= James Alexander Forrest =

Australian lawyer, businessman and philanthropist

James Alexander Forrest upon receiving an honorary Doctor of Laws degree, 1979.

Sir James Alexander Forrest (10 March 1905 in Kerang, Victoria – 26 September 1990 in Malvern, Victoria) was an Australian lawyer, businessman and philanthropist.

== Biography ==
=== Family ===

James Alexander Forrest was the third of five children of Scottish-born parents John Forrest and Mary Forrest, née Gray.

He married Mary Christina Armit (1913–1995), the granddaughter of Sir Edward Fancourt Mitchell, on 9 December 1939 (or 1935). They had three children: Alexander James "Alex" Forrest (1941–), an engineer; William John "Bill" Forrest (1944-), a solicitor; and Hugh David Forrest, an agricultural scientist.

=== Education ===

Forrest was educated at Caulfield Grammar School in Melbourne; he attended there from 1920 to 1922.

In 1925, he started an articled clerk's course at the University of Melbourne; and, although this course of study did not lead to a law degree, it qualified the student as both a barrister and solicitor in Victoria. He was admitted to the Victorian Bar on 3 March 1930. His admission was moved by both Robert Menzies and Wilfred Fullagar, and presided over by William Irvine, then the Chief Justice of the Supreme Court of Victoria.

=== Career ===

Forrest became a prominent lawyer, specializing in corporate law. He was a partner at the firm of Hedderwicks Fookes & Alston, which later merged to become Allens Arthur Robinson. His business grew thanks to his close ties with the Grimwade family, and he was eventually named a director of the Felton Grimwalde & Duerdins Ltd family holding.

Jim Forrest was enlisted in the Royal Australian Air Force (RAAF) in June 1942, and discharged in September 1943. He served as a Flight Lieutenant in RAAF Intelligence during his enlistment, and then worked for the Department of Aircraft Production.

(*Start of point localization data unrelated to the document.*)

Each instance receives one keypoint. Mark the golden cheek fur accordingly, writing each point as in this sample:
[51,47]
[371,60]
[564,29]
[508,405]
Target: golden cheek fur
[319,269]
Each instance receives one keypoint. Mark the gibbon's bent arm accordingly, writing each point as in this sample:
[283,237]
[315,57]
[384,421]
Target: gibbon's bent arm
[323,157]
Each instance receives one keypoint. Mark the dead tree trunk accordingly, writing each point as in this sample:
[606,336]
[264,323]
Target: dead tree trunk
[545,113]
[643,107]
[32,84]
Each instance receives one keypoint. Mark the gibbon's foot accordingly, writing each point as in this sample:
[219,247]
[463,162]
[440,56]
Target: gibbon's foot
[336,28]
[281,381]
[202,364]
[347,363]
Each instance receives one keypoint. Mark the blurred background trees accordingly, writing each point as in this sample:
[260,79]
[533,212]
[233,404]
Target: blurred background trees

Shortly after the war Forrest took up several board directorships of Australian companies :
- 1945-1977: Board member of the Australian Mutual Provident Society
- 1953-1977: Chairman of Australian Consolidated Industries
- 1959-1978: Chairman of the National Bank of Australasia
- 1959-1969: Director of the Drug Houses of Australia Ltd
- 1961-1977: Director of the AMP Society
- 1970-1972: Director of the Western Mining Corporation
- 1971-1980: Chairman of Chase-NBA Group Ltd
- 1970-1978: Chairman of Alcoa Australia

From 1961 to 1971, he was a foundation member of the Council of Monash University. He was a board member of numerous charitable and educational bodies, including the Royal Children's Hospital, Scotch College, Scouts Australia, and an original member of the Victoria Law Foundation.

== Recognition ==
- 1967: Knight Bachelor for "services to the community".
- 1977-1990 fellow of the Australian Academy of Science, after becoming the fourth person inducted into the Fellowship by Special Election.
- 1979: Honorary Doctor of Laws (LL.D.) degree by Monash University for service to the law, commerce, and Monash itself.

A portrait of Forrest, painted by William Boissevain, and donated by Alcoa, now hangs in the National Portrait Gallery at the Old Parliament House.

In 1977, The Australian Financial Review called him « one of the most dominant men among Australian company directors for a quarter of a century ».